An event-driven nft-auction test case. Using event-driven architecture powered by Kafka and NodeJS. All data is mocked to give more emphasis to the communication between services using message queues.
This project had a timeframe of roughly 4h, and given the limited timeframe a few assumptions were made from the beginning:
- The core and most important part: test the communication between two isolated services using Kafka. This should be done using the bare minimuns required to avoid over engineering a small test case;
- Ensure that everything can be ran in any machine by using docker to start up the services, including Kafka;
- Build a simple API, the producer, to trigger the auction and send the required data involving: users, nft, related collections and notification preferences;
- Build a simple service, the consumer, to consume the messages from Kafka and imitate a notification service, being capable of delivering different messages formats to different technologies, such as SMS, Email or Phone calls;
A few assumptions were followed to establish outer walls through which the scope should not run from. This is basically the scope in which this test case was built:
- No database is required, making all used data be mocked data;
- There's only one endpoint,
/create-auction/:id, which triggers all the process; - Kafka offers several custom configurations, like retries, acknowlegements, partitions to be used or batch posts/reads. This test case is using the default configurations for all options;
- The actual notification delivery should not be implemented;
- As data is mocked, the mocks are built in a way to facilitate fetching, but also split into their own domains;
A few paths were taken given the scope of the project, resulting in trade-offs that can raise some quite cool discussions:
- Kafka was chosen given my past experience with it and the fact that not long ago I did a quick test using the same server to produce and consume messages, meaning I had an ideia of how to set it up. However, it does look like a big tool for such a small test case;
- OOP was in the requirements, and when it comes to NodeJS and OOP one of the main options is Nest.JS. I do have experience with it, however configuring it could be tricky, mainly when throwing Kafka into the scene.
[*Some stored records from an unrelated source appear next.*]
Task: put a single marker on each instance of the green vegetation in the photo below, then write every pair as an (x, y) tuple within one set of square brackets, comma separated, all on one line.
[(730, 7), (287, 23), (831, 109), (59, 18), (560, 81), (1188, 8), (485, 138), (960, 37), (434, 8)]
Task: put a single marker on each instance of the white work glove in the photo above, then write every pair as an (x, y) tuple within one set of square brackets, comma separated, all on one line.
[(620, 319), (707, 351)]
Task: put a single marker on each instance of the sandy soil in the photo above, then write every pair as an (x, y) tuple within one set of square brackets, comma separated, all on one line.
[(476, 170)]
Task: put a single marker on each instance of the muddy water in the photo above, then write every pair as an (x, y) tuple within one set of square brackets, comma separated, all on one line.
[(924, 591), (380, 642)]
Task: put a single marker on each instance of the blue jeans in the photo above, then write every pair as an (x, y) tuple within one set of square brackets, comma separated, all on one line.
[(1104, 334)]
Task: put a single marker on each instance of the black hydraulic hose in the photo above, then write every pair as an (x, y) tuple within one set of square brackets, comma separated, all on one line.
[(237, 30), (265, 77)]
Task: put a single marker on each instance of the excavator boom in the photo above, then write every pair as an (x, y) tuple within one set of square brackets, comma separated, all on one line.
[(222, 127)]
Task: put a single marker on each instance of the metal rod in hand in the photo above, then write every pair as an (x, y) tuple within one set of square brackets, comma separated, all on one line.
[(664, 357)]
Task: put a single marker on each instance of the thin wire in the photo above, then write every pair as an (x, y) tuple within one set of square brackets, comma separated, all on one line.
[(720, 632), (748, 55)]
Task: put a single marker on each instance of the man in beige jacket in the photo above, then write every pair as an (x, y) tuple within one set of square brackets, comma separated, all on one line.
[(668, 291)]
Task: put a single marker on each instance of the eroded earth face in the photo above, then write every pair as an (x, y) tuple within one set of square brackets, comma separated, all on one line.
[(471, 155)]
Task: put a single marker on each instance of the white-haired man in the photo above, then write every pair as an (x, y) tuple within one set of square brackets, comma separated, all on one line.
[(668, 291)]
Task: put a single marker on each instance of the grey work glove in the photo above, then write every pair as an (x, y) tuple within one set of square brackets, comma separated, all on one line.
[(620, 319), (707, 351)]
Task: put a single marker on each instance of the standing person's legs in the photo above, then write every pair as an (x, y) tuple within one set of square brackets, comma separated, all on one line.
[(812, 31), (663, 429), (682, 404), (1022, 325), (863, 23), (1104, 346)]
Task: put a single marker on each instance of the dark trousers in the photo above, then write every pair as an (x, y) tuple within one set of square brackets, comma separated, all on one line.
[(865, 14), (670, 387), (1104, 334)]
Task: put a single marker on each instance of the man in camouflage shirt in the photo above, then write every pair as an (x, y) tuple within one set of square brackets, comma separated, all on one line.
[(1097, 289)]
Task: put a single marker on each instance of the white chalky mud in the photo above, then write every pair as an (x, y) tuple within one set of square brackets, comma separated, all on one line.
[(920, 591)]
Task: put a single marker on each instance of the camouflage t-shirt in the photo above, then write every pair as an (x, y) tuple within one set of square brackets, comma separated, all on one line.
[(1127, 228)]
For this reason I decided to create classes using TypeScript only without the aid of any other framework or libs;
- The notification-service splits the logic of all notification technologies into different classes, meaning that each used technology has its own class with its own methods. It also means that for each new technology a new class would be required, which initially sounds like a high maintenance code. However, splitting this logic into multiple classes gives us the freedom of treating each one of them the way we prefer, which takes away the high effort of maintaining one big generic solution while opening the doors for any other future technology, without touching or changing the existing ones;
- As mentioned on the assumptions, all Kafka options are set to default. We could make use of batches or a more tailored solution for partitions, however, going for the default options saves up time of set up and how data is handled for consumption, which helps making sure that the given schedule is followed;
It is required to have docker running in your machine, then you can run:
docker compose up
This should start Kafka, the Api and the Notification Service. Make sure to keep an eye in the logs to wait until everything is started, but also to see the logs from each notification sent.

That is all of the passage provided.